La nécessité de retrouver du sens par le rituel, parfois par un retour vers les civilisations anciennes, continue d’être présente dans cette programmation, entre autres avec Faon de Julie Gouju, un solo conçu autour du mythe d’Iphigénie et de l’imaginaire du sacrifice en Grèce ancienne.
Il faudra aussi profiter de l’occasion de suivre la trajectoire de Flora Détraz qui nous avait étonnés avec son Muyte Maker et poursuit sur sa voie entre chant et danse avec Glottis, un concert dansé où la glotte pourrait être une grotte où se croisent les forces invisibles et magiques de l’inconscient.
De l’autre bord, résolument contemporain, on trouve Julia Robert, altiste, compositrice et créatrice de spectacles entre musique et geste. Son solo Fame interroge le rite contemporain de l’adulation des célébrités et la part sombre du désir d’adulation, à travers un processus de transformation.
Rencontres avec l’histoire
On retiendra ensuite la présence de la compagnie K622 de la regrettée Mié Coquempot avec New York School, un programme qui réunit deux pièces fondatrices de la chorégraphe: An H to B, son premier solo, inspiré de William Forsythe ainsi que le solo très physique Nothing But (1998) et Sans Objet (2004), le tout sur des musiques d’Earle Brown et interprété par des danseurs tout sauf inconnus (Jérôme Andrieu, Jazz Barbé, Maud Pizon, Nina Vallon).
Une rencontre bien plus improbable a ici lieu entre danse classique et danses urbaines grâce à Joseph Simon (Pays-Bas) qui vient de la danse break et est passé par la danse contemporaine pour s’intéresser finalement aux Ballets russes de Diaghilev. Son duo intitulé Ballet Russe fait se croiser l’univers de la compagnie qui révolutionnait la danse il y a un siècle et les danses house, break, popping et dancehall.

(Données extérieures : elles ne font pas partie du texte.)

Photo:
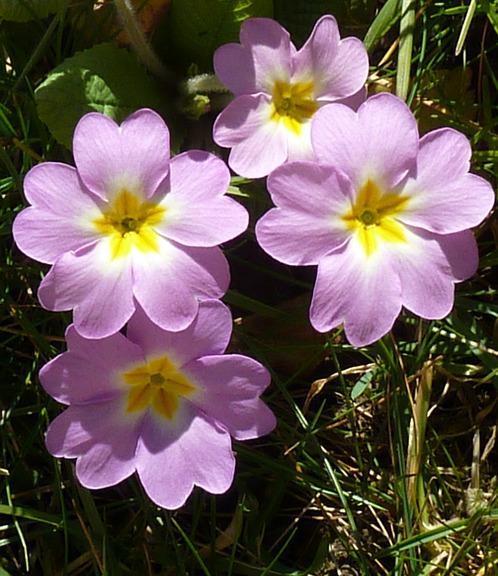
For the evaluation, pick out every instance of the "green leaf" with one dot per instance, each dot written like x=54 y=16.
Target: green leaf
x=299 y=16
x=24 y=10
x=362 y=384
x=384 y=21
x=197 y=27
x=103 y=79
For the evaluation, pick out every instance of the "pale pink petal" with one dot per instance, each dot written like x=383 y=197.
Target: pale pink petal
x=234 y=66
x=208 y=334
x=198 y=176
x=271 y=50
x=173 y=457
x=445 y=198
x=204 y=224
x=242 y=118
x=348 y=71
x=363 y=293
x=109 y=461
x=102 y=437
x=169 y=284
x=261 y=153
x=429 y=265
x=133 y=156
x=60 y=218
x=379 y=142
x=231 y=386
x=99 y=291
x=299 y=147
x=462 y=254
x=306 y=226
x=79 y=427
x=197 y=212
x=88 y=370
x=356 y=100
x=337 y=68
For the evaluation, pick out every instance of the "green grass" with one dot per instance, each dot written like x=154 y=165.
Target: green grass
x=384 y=459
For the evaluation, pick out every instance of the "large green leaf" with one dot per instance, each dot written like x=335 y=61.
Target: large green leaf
x=104 y=78
x=197 y=27
x=299 y=16
x=23 y=10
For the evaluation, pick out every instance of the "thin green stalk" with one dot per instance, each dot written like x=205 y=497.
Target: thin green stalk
x=138 y=40
x=465 y=26
x=407 y=26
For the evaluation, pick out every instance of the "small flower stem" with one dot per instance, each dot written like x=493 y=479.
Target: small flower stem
x=416 y=440
x=407 y=26
x=138 y=40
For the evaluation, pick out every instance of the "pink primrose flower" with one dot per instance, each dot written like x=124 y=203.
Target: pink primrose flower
x=162 y=404
x=385 y=216
x=128 y=225
x=278 y=89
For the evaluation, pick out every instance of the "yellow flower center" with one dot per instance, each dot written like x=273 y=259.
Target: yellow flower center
x=159 y=384
x=293 y=104
x=372 y=217
x=129 y=223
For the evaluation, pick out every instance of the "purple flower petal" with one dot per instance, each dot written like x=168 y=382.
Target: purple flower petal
x=197 y=212
x=305 y=226
x=379 y=142
x=445 y=198
x=87 y=372
x=169 y=283
x=208 y=334
x=100 y=292
x=171 y=459
x=261 y=152
x=338 y=68
x=363 y=293
x=428 y=268
x=59 y=219
x=241 y=119
x=133 y=156
x=231 y=386
x=258 y=144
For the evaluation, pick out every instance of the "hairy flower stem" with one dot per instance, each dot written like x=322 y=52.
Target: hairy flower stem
x=138 y=40
x=407 y=26
x=416 y=441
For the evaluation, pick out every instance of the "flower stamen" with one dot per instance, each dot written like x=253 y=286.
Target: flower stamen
x=128 y=221
x=373 y=217
x=159 y=384
x=293 y=104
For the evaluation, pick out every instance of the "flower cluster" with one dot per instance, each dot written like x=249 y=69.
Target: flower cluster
x=132 y=237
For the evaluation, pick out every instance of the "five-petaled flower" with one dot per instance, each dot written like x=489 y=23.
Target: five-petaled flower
x=128 y=225
x=162 y=404
x=278 y=89
x=385 y=216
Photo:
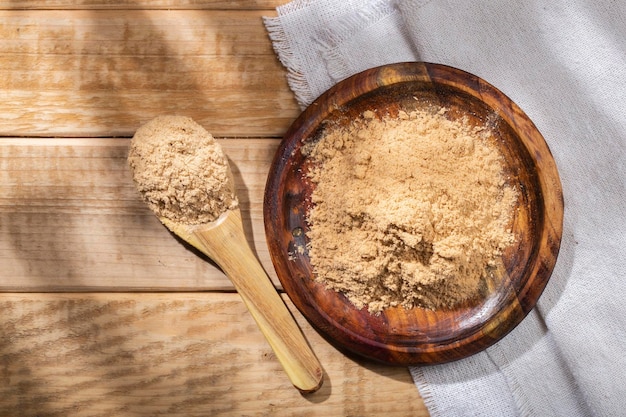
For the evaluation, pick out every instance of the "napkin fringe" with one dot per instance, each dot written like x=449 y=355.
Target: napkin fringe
x=295 y=72
x=425 y=391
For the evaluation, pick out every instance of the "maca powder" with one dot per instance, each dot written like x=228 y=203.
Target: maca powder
x=410 y=211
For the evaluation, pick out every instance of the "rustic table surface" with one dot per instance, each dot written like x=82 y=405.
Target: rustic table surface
x=102 y=311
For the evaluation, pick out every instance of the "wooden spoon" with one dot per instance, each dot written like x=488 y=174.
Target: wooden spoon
x=224 y=241
x=199 y=205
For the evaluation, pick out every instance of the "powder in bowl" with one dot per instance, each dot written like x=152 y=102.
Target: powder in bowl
x=410 y=211
x=181 y=171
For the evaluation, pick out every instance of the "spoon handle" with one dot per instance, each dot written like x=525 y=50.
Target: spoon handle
x=226 y=244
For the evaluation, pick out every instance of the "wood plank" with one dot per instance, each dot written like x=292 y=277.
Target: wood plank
x=174 y=354
x=141 y=4
x=71 y=219
x=105 y=72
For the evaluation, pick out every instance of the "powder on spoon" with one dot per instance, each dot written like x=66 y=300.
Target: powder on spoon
x=181 y=171
x=407 y=211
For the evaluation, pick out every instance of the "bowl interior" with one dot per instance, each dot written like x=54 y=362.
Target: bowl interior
x=413 y=336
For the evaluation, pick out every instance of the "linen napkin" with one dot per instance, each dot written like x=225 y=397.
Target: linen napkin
x=564 y=63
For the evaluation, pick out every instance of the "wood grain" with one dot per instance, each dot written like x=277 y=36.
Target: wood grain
x=78 y=77
x=71 y=219
x=171 y=354
x=105 y=72
x=268 y=5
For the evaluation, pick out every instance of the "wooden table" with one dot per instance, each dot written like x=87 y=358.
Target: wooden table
x=102 y=311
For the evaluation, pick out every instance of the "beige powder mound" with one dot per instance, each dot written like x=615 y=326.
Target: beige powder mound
x=408 y=211
x=181 y=171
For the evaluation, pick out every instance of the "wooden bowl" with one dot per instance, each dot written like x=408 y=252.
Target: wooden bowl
x=401 y=336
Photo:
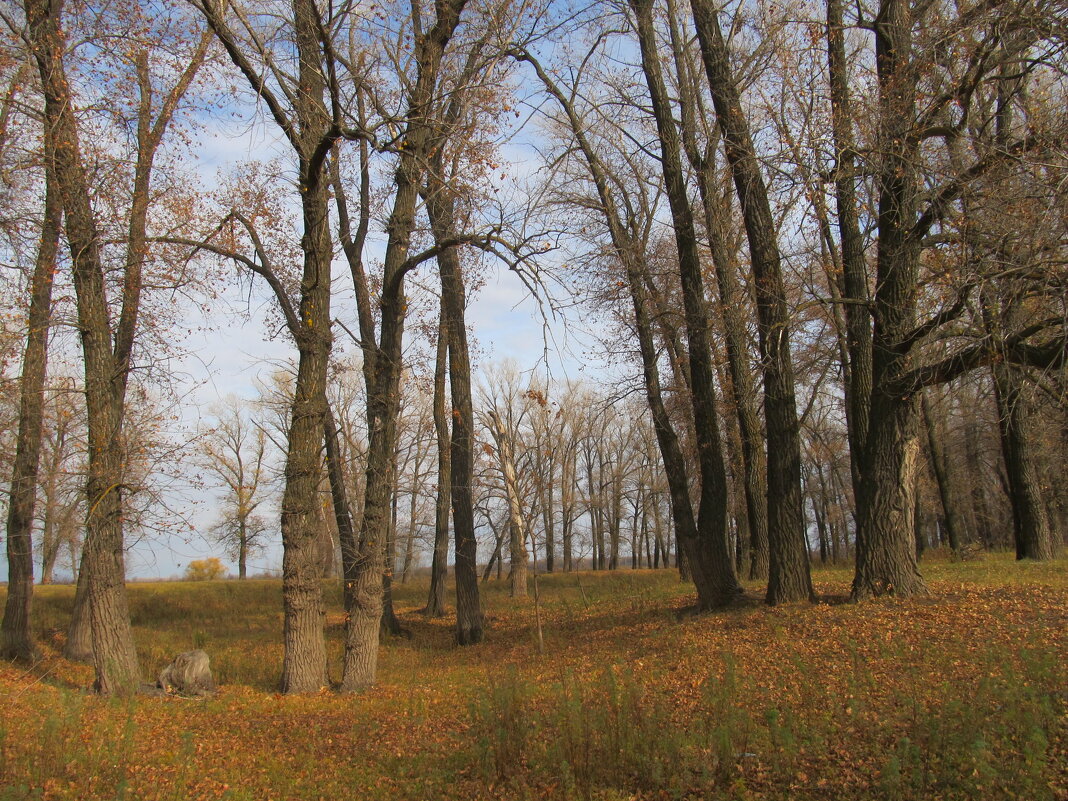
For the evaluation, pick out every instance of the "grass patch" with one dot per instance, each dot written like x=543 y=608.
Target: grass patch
x=955 y=696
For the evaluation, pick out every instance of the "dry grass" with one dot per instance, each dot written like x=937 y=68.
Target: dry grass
x=957 y=695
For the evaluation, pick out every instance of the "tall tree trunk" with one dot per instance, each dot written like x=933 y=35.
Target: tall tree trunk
x=733 y=303
x=391 y=625
x=853 y=267
x=715 y=551
x=788 y=575
x=79 y=643
x=716 y=585
x=945 y=478
x=1031 y=522
x=16 y=640
x=517 y=525
x=885 y=553
x=383 y=363
x=440 y=206
x=436 y=598
x=106 y=372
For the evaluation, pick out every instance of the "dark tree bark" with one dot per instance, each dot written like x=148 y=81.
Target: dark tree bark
x=788 y=577
x=436 y=598
x=1031 y=522
x=16 y=640
x=107 y=349
x=854 y=288
x=945 y=477
x=712 y=570
x=310 y=132
x=79 y=643
x=711 y=515
x=440 y=206
x=885 y=553
x=733 y=303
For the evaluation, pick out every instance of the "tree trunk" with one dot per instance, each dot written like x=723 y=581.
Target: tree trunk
x=79 y=643
x=517 y=525
x=16 y=640
x=788 y=576
x=1031 y=522
x=885 y=553
x=106 y=372
x=732 y=308
x=945 y=478
x=436 y=598
x=440 y=206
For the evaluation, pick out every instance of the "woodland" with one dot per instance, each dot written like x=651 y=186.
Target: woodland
x=820 y=251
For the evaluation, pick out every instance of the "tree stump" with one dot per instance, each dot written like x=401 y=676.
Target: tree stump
x=189 y=674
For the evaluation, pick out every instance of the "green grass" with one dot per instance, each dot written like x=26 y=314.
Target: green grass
x=958 y=695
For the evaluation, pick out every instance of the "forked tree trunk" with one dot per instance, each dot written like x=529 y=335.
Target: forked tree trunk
x=732 y=307
x=114 y=657
x=1031 y=522
x=713 y=578
x=79 y=643
x=788 y=572
x=711 y=559
x=469 y=613
x=885 y=552
x=436 y=598
x=16 y=640
x=945 y=477
x=517 y=527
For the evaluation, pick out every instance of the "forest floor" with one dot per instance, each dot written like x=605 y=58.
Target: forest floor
x=961 y=694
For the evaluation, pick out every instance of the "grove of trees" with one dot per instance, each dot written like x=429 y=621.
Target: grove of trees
x=821 y=250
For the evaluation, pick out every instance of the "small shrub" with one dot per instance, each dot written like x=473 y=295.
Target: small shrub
x=502 y=719
x=205 y=569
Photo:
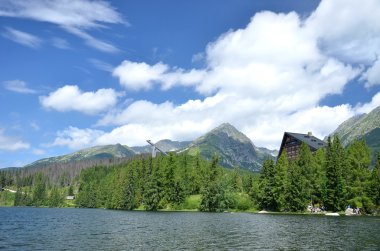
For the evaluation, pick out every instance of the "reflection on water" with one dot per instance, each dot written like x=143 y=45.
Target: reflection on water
x=96 y=229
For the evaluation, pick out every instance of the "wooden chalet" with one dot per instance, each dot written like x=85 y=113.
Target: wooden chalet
x=291 y=142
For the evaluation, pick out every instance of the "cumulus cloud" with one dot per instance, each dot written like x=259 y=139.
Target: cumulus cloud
x=76 y=138
x=22 y=37
x=348 y=29
x=101 y=65
x=69 y=15
x=266 y=78
x=141 y=76
x=8 y=143
x=372 y=75
x=60 y=43
x=18 y=86
x=71 y=98
x=368 y=107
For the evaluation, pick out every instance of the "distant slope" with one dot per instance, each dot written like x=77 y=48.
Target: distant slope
x=359 y=126
x=233 y=147
x=88 y=154
x=165 y=145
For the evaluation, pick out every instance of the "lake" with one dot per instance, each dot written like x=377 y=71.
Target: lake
x=97 y=229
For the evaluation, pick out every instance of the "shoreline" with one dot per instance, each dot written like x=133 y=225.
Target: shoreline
x=226 y=211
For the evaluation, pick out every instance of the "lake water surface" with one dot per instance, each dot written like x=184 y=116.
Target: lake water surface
x=97 y=229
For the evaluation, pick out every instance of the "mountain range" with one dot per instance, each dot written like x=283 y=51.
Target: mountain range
x=363 y=126
x=233 y=147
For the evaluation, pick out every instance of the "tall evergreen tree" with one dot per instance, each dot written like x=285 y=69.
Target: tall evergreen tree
x=335 y=184
x=357 y=174
x=297 y=195
x=374 y=191
x=308 y=168
x=281 y=182
x=212 y=194
x=266 y=196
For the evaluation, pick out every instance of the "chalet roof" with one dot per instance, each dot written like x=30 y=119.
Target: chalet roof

Ou bien le baroque : Dans le trio féminin Cuivre (Rame), Lorena Dozio s’inspire de cette période pour questionner la transformation des corps dans un dispositif plastique et chorégraphique en constante évolution. Les trois interprètes évoluent dans un triangle étiré, qu’elles plient et déplient au gré de leurs mouvements.